Newly appointed SAPS head Riah Phiyega was only a “tiny” Grade 8 pupil when she travelled alone by train from Polokwane to Joburg in the 1970s.
Her mother, Rebecca Moloisi, vividly remembers how nervous the family was about Phiyega travelling alone.
“We were so worried that our little girl, carrying a suitcase, had to go to Park Station alone,” said Moloisi in an interview with The Star Africa on Wednesday at her home in Seshego, west of Polokwane.
In her first year at Leolo High School, Phiyega was chosen to represent the student Christian movement in Durban.
This week, President Jacob Zuma appointed Phiyega as the national police commissioner, the first woman to occupy the position.
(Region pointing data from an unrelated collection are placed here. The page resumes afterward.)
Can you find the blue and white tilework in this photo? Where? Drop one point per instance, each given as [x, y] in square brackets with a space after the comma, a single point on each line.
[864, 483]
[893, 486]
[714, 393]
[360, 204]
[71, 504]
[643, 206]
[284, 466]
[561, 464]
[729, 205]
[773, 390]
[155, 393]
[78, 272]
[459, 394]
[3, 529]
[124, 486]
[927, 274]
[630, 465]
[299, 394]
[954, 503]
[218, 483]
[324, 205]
Phiyega’s mother heard about the appointment on the radio.
“I had a mixture of feelings, a little bit of shock and excitement,” her mother said.
Phiyega’s elder sister, who asked not to be named, said her sibling was “brave and a perfectionist”.
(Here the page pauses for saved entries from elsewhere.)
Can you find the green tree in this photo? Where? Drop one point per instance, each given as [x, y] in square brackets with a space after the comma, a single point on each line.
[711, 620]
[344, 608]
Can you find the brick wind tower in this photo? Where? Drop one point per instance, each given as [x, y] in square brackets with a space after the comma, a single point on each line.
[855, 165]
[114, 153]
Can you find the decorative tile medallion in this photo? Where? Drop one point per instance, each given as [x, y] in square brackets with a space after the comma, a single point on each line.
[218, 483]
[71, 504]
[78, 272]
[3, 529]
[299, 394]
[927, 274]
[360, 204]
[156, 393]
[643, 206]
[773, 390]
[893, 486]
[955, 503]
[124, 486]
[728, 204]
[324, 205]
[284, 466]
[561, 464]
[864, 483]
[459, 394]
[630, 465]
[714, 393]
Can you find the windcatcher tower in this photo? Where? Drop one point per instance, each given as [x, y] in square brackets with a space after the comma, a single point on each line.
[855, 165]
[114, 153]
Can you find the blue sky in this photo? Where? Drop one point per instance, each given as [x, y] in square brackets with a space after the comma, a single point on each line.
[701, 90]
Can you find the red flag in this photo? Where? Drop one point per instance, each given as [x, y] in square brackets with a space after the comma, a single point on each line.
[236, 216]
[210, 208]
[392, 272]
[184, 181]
“She is not the type of a person who would shy away from doing any task,” she said.
Asked when last she had spoken to her daughter, a proud Moloisi said: “I spoke to her this morning … I said: ‘I fully support you’.”
Phiyega learnt the importance of education from an early age.
Her late father GJ Moloisi, was a well-known principal and school inspector in the area.
Phiyega completed a BA in Social Work from the University of the North in 1981, got her Honours’ degree and postgraduate diplomas.
Until recently, she was chairwoman of the presidential state-owned entity review committee and has been a trustee of the Nelson Mandela Children’s Fund.
She also served on the SA 2010 World Cup bid committee.